Candlestick charts are a visual charting tool that show opening and closing prices as broad "candle bodies" and intraday or intra-week extremes as thin "wicks." Everyday investors use candlestick charts because they paint a detailed picture of market movements and investor sentiment, helping spot trends, ranges and potential turning points more clearly than simple line charts.

On a weekly candlestick chart the broad candle body shows the stock's weekly open and close (white/filled for a rise, black/filled for a fall) while the thin wicks indicate how far price overshot or undershot those levels during intra-week trading. Together they help investors see both the direction and volatility of price moves within each week.

A breakout is the moment when price moves decisively out of a trading range and sentiment shifts. In Breville's weekly chart, the stock traded in a tightening range from April to July and then experienced a sharp price move in late July with a dramatic rise in trading volume—classic technical signs that a breakout had occurred.

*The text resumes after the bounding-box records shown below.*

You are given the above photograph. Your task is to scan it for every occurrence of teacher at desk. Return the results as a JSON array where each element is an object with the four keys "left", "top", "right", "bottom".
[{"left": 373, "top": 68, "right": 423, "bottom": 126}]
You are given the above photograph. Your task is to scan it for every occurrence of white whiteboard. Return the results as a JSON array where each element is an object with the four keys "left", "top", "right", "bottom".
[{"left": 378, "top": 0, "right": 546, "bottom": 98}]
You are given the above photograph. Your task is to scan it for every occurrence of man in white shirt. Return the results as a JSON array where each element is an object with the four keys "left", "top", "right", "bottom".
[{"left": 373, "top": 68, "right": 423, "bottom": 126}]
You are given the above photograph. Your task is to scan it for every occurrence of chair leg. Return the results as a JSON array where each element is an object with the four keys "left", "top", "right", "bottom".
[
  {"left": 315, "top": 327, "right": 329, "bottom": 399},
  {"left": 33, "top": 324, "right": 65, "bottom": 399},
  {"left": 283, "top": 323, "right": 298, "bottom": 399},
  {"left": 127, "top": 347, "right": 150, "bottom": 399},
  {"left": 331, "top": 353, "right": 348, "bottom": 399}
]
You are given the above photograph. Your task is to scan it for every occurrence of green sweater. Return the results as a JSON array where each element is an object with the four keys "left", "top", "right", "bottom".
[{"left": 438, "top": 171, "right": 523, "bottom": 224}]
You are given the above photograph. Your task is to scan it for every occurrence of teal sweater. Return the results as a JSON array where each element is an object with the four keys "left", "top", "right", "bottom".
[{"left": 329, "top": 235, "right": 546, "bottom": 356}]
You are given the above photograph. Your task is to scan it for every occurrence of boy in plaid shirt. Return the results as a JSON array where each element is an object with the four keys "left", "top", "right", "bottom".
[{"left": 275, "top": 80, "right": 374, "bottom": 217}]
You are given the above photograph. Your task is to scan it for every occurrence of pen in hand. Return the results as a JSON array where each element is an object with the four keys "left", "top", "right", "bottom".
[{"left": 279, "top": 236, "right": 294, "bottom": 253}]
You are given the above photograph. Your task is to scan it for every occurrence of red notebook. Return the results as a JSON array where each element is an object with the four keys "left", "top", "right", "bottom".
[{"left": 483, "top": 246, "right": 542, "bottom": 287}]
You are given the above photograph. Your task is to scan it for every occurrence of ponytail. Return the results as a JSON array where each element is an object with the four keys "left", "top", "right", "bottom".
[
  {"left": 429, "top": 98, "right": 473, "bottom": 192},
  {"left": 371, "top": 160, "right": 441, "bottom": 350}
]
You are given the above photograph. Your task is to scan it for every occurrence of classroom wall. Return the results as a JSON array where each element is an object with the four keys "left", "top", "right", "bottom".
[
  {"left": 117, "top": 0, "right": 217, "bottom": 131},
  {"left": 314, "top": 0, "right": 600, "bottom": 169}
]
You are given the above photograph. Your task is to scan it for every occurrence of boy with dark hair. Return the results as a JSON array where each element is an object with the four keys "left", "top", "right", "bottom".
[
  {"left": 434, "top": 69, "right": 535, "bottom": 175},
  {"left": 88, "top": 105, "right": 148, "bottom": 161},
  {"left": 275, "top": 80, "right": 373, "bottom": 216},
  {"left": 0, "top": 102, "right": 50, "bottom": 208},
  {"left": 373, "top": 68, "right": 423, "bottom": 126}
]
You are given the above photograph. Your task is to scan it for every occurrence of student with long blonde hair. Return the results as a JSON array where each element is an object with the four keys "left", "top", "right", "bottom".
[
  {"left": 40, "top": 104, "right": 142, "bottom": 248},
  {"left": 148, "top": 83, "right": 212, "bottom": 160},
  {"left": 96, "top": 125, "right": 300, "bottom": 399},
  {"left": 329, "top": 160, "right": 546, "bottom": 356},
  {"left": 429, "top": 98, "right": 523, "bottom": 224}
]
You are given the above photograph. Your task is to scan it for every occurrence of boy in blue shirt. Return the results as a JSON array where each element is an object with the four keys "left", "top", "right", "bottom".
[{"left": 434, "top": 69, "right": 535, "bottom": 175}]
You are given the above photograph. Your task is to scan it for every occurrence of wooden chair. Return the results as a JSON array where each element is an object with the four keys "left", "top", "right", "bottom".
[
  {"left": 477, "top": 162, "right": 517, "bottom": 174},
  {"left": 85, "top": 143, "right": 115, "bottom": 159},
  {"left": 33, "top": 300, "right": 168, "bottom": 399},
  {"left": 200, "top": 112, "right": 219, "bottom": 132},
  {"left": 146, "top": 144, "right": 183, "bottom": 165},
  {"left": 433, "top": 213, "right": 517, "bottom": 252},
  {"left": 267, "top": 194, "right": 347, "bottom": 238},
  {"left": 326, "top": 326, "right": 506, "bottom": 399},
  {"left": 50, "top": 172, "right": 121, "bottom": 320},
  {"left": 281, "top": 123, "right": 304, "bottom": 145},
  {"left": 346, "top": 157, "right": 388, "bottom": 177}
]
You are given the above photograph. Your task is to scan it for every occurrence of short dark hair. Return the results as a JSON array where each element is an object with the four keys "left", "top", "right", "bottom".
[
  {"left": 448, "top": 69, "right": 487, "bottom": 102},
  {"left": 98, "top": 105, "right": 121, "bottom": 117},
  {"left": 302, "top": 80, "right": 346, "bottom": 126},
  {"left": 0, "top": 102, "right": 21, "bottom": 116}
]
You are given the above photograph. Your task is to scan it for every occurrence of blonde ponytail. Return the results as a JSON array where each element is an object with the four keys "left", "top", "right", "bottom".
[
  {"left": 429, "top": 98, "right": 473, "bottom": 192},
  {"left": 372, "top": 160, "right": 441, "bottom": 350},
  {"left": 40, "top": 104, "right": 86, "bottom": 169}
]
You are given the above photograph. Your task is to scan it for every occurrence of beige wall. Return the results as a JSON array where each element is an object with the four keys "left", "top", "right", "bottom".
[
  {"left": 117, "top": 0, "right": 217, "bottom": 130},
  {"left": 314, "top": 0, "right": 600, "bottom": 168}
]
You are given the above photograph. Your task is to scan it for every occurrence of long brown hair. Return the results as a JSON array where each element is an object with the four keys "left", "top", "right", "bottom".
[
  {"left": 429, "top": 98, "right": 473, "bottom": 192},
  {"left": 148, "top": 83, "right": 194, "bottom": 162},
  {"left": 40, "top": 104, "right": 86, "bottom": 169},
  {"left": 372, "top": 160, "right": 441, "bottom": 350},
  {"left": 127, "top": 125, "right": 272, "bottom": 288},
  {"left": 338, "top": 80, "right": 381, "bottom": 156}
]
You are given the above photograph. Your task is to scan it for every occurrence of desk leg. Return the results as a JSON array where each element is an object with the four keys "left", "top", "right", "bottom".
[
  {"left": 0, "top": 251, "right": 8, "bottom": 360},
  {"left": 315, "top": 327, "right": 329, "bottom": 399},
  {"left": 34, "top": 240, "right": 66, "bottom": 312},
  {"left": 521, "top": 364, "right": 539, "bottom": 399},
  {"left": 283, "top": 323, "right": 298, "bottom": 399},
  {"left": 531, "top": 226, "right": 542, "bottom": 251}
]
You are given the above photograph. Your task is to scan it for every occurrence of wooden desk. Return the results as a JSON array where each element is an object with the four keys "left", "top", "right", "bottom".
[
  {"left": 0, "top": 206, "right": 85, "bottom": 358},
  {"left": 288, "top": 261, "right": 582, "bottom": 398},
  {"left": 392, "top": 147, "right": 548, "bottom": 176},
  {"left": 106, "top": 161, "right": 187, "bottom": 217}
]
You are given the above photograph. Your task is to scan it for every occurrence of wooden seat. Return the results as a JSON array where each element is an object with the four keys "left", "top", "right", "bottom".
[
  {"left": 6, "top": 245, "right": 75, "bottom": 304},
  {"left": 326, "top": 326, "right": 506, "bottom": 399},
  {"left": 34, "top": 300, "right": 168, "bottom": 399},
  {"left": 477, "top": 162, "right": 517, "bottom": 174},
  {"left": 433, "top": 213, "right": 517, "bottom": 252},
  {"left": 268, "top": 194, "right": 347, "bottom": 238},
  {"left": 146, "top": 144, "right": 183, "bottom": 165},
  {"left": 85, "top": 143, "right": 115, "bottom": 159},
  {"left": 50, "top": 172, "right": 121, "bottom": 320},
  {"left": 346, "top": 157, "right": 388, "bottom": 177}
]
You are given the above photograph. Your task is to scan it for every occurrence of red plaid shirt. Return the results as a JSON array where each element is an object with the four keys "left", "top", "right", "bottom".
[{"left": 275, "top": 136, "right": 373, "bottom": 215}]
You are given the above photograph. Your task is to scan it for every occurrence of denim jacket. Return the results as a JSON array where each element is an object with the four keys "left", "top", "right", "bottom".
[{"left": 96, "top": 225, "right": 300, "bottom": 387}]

Trading volume confirms whether a breakout is supported by market participation. The article notes market action slowed in June, then volumes rose dramatically in late July when Breville broke out. Higher volume the day after the price move showed the market was "catching up," which strengthens the signal that the breakout is genuine.

Breakouts can lead to substantial gains—Robert Brain notes that breakouts have often led to rises of up to 300% in the following months. However, the article also cautions that it's impossible to say in advance whether any particular breakout will hold, so outcomes vary.

The article cites recent similar breakouts at Challenger Infrastructure, Consolidated Media, Kibaran Resources and Sun Resources. These examples show that breakout patterns can appear across different sectors.

Investors can use stop-loss orders to protect positions—these are sell orders triggered if the stock moves sharply the other way. The article recommends stop losses as a way to limit downside if sentiment reverses after a breakout.

According to the article, Breville outsources manufacturing while actively developing new products. Its stock returned 69.8% over the past year, 62.9% over three years and 22.7% over five years, and was trading on a price-earnings (P/E) ratio of 15.14 compared with the general market's 12.55. The column is not financial advice, and the writer discloses owning Consolidated Media shares.